Pickling is the process of converting a Python object (such as a list, dictionary, or class object) into a byte stream so that it can be saved to a file or transmitted over a network.
In the below example, a Python dictionary is saved (pickled) to a file and then loaded (unpickled) back, printing the original dictionary.
import pickle
data = {'name': 'Jenny', 'age': 25}
pickle.dump(data, open('data.pkl', 'wb'))
loaded = pickle.load(open('data.pkl', 'rb'))
print(loaded)
Output
{'name': 'Jenny', 'age': 25}
Explanation:
- import pickle: Imports the pickle module to handle serialization.
- data = {...}: Creates a Python object to be saved.
- pickle.dump(data, open('data.pkl', 'wb')): Serializes (pickles) the object and writes it to data.pkl.
- 'wb' means write in binary mode.
- loaded = pickle.load(open('data.pkl', 'rb')): Reads the file and deserializes (unpickles) it back into a Python object.
- 'rb' means read in binary mode.
Object Serialization and Deserialization
Object Serialization converts a Python object into a byte stream for storage or transmission, and deserialization restores it back. In Python, both are done using the pickle module.
In this image, a Python object is converted into a byte stream during serialization, which can be stored in a file, database, or memory. Later, the byte stream is converted back into the original object during deserialization.
.png)
Example 1: Pickling without a File
In this example, we will serialize the dictionary data and store it in a byte stream. Then this data is deserialized using pickle.loads() function back into the original Python object.
import pickle
Leo = {'key' : 'Leo', 'name' : 'Leo Johnson',
'age' : 21, 'pay' : 40000}
Harry = {'key' : 'Harry', 'name' : 'Harry Jenner',
'age' : 50, 'pay' : 50000}
db = {}
db['Leo'] = Leo
db['Harry'] = Harry
b = pickle.dumps(db)
myEntry = pickle.loads(b)
print(myEntry)
Output
{'Leo': {'key': 'Leo', 'name': 'Leo Johnson', 'age': 21, 'pay': 40000}, 'Harry': {'key': 'Harry', 'name': 'Harry Jenner', 'age': 50, 'pay': 50000}}
Explanation:
- pickle.dumps(obj): Serializes obj to a bytes object instead of a file.
- pickle.loads(bytes_obj): Deserializes the bytes back into the original Python object.
Example 2: Pickling with a File
In this example, we will use a pickle file to first write the data in it using the pickle.dump() function. Then using the pickle.load() function, we will load the pickle file in Python script and print its data in the form of a Python dictionary.
import pickle
Leo = {'key': 'Leo', 'name': 'Leo Johnson', 'age': 21, 'pay': 40000}
Harry = {'key': 'Harry', 'name': 'Harry Jenner', 'age': 50, 'pay': 50000}
db = {}
db['Leo'] = Leo
db['Harry'] = Harry
with open('examplePickle', 'ab') as dbfile:
pickle.dump(db, dbfile)
with open('examplePickle', 'rb') as dbfile:
try:
while True:
db = pickle.load(dbfile)
for key in db:
print(key, '=>', db[key])
except EOFError:
pass
Output
Leo => {'key': 'Leo', 'name': 'Leo Johnson', 'age': 21, 'pay': 40000}
Harry => {'key': 'Harry', 'name': 'Harry Jenner', 'age': 50, 'pay': 50000}
Explanation:
- 'ab' mode: Append binary (store multiple objects).
- 'rb' mode: Read binary.
- EOFError: Indicates end of file when reading multiple pickled objects.
Advantages
- Supports complex objects including user-defined classes
- Handles recursive objects (objects referencing themselves)

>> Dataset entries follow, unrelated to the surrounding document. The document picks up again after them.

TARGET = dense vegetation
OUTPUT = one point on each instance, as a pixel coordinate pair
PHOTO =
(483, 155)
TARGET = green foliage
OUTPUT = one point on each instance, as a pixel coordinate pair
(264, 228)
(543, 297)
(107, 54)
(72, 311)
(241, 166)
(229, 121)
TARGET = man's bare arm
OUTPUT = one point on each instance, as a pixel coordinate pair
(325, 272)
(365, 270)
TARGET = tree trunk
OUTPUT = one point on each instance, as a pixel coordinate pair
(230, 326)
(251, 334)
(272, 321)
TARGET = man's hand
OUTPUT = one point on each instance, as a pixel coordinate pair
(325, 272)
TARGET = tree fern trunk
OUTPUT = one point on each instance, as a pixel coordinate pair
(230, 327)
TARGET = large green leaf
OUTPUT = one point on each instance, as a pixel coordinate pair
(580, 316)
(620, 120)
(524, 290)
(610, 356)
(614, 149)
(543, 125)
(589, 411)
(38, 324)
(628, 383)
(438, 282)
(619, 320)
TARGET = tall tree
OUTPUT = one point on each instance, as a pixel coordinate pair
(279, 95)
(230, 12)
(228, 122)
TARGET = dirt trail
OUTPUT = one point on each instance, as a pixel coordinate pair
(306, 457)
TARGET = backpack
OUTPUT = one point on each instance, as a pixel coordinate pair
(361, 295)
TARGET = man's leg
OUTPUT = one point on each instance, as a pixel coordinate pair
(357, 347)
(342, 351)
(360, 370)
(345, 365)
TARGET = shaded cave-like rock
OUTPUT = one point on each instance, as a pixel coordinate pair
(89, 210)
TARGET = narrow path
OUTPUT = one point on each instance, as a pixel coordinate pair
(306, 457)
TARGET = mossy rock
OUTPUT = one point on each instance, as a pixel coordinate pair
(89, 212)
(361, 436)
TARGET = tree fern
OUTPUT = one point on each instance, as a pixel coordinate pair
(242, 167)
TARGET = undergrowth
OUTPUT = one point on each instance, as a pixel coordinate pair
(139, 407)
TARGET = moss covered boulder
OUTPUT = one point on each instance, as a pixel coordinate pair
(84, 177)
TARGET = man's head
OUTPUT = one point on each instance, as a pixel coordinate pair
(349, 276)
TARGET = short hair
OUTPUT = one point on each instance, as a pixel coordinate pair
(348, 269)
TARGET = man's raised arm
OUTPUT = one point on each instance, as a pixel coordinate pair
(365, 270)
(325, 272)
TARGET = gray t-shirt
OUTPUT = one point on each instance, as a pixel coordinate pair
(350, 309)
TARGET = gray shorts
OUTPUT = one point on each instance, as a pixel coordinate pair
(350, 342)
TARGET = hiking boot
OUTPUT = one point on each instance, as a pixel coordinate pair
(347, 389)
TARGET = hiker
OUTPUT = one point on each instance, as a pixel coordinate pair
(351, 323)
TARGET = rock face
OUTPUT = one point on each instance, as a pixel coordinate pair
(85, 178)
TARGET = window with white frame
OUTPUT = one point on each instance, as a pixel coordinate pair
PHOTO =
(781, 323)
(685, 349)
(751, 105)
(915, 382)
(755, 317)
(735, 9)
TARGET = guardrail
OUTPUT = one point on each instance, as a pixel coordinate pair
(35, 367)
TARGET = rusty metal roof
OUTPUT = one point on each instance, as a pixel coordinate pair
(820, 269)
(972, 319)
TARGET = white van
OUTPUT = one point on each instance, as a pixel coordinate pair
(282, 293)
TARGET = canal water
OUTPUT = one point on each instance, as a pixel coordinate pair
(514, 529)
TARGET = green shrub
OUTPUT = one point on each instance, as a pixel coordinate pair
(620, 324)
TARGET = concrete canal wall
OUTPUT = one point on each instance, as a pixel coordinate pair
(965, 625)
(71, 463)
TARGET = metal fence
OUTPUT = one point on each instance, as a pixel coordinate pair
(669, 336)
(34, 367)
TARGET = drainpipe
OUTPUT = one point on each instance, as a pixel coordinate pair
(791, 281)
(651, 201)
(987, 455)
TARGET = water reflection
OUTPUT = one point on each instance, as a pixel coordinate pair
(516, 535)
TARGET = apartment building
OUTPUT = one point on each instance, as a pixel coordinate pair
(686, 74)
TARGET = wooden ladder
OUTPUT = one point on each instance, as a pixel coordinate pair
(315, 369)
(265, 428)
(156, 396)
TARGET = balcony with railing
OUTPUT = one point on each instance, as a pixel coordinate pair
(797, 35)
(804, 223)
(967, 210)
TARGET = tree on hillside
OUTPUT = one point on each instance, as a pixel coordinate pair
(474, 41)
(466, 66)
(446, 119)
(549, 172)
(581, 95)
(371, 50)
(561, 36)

- Preserves shared references between objects
- Faster serialization compared to text-based formats like JSON
Disadvatages
- Python-version dependent: Pickle files created in one Python version may not work in another.
- Not human-readable: Pickle data is binary and cannot be easily edited.
- Security risk: Unpickling data from untrusted sources can execute malicious code.
- Not ideal for large datasets: Can be inefficient for very large data compared to other formats.